The result is a sweeping request for a work group that is still being assembled to complete in the next six months.
“A study deadline of Dec. 1, 2026, is very ambitious for a project of this size and import,” Gray said.
Garriott echoed the sentiment.
“Although we have a December deadline, given the scope of the study, I am not sure we will be able to complete a full study prior to that date,” Garriott said.
Apart from commissioning the work group, HB 303 contains changes to Virginia
divorce law that family law practitioners found noteworthy.
Among them is an amendment to Va. Code § 20-91, rephrasing a portion of the code to permit a divorce from bond of matrimony “for adultery that occurred prior to the date of the last separation of the parties.”
The current law does not specify the adultery had to occur prior to the parties’ separation. Gerock recalled serving as counsel on a case where a party was barred from spousal support solely due to a post-separation affair.
“I don’t like adultery being used as a financial weapon necessarily, and what I mean by that is along the lines of adultery being a bar to spousal support,” Gerock said. “I think that’s very archaic, and frankly paternalistic, and has typically been utilized and weaponized against women.”

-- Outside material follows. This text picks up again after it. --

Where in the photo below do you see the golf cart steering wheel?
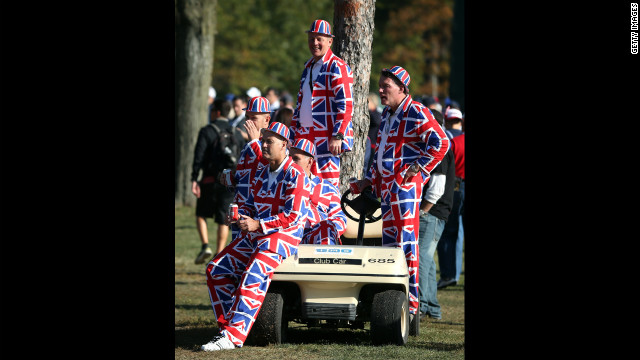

Gray said the change is important to consider for attorneys who find themselves in similar cases, where the present statute creates the technicality that a post-
separation adultery can bar alimony.
“With this new change, support recipients can pursue relationships after separation and before divorce with less concern about the impact on an alimony award,” Gray said.
The bill also amends Va. Code § 20-95 to permit immediate filing of a bed and board divorce upon separation, which Gray noted would grant immediate access to circuit courts and pendente lite motions relief upon separation.
“It is a powerful new tool for lawyers looking to get into the circuit court with no waiting period,” Gray said.
That ability to file upon separation “is a big change in the law,” Gerock said.
“The takeaway is that it puts all spouses and marriages in which there’s been a separation on equal footing,” she noted. “I think that’s really important for families, particularly if a spouse is really worried about assets disappearing or if tensions are high in the home, but it doesn’t rise to the level of fault.”
“If the legislature were to eliminate fault behaviors as a factor in division of property or in setting support, it would constitute a sea change in divorce litigation. In my opinion, it would be the biggest change to the practice since the adoption of equitable distribution.”